Jens Kerstan, Senator für Umwelt und Energie, erklärt dazu: „Eine abschließende Einigung auf ein Gesamtkonzept zum Wedel-Ersatz kann nicht losgelöst von der Frage des Rückkaufs getroffen werden. Dazu wird es jetzt weitere Verhandlungen geben. Klarheit brauchen wir im ersten Halbjahr 2018. Da wir jetzt weiteres Geld für die Planung der Elbleitung freigeben, entsteht bei der Umsetzung kein Zeitverzug. Es bleibt dabei, dass wir das Kraftwerk Wedel schnellstmöglich abschalten wollen.“
Einigkeit besteht dagegen in anderen wesentlichen Punkten: Beide Partner planen eine vorzeitige Umrüstung des Kraftwerks Tiefstack auf Gas im Jahr 2025. Unstrittig ist auch die Einbindung des geplanten Energiezentrums der Stadtreinigung in Stellingen und die Nutzung von Wärme aus der Müllverwertungsanlage Rugenberger Damm (MVR).

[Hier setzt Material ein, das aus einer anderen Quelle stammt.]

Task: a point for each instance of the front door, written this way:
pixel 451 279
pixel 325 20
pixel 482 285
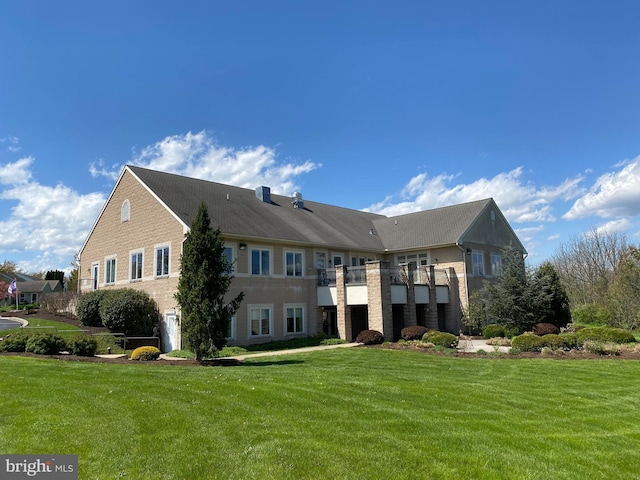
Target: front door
pixel 169 333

Im September 2013 hatte eine Mehrheit der Hamburgerinnen und Hamburger für einen Rückkauf der Energienetze durch die Stadt gestimmt. Das Strom- und das Gasnetz sind bereits zu 100 Prozent im Besitz der Stadt, die Wärme bislang nur zu 25,1 Prozent. 2014 wurde der Rückkauf der restlichen Anteile der Fernwärme für das Jahr 2019 vereinbart – zu einem Mindestpreis von 950 Mio €. Der nächste Schritt ist eine aktuelle Bewertung des Unternehmenswertes, der ab Januar stattfinden wird.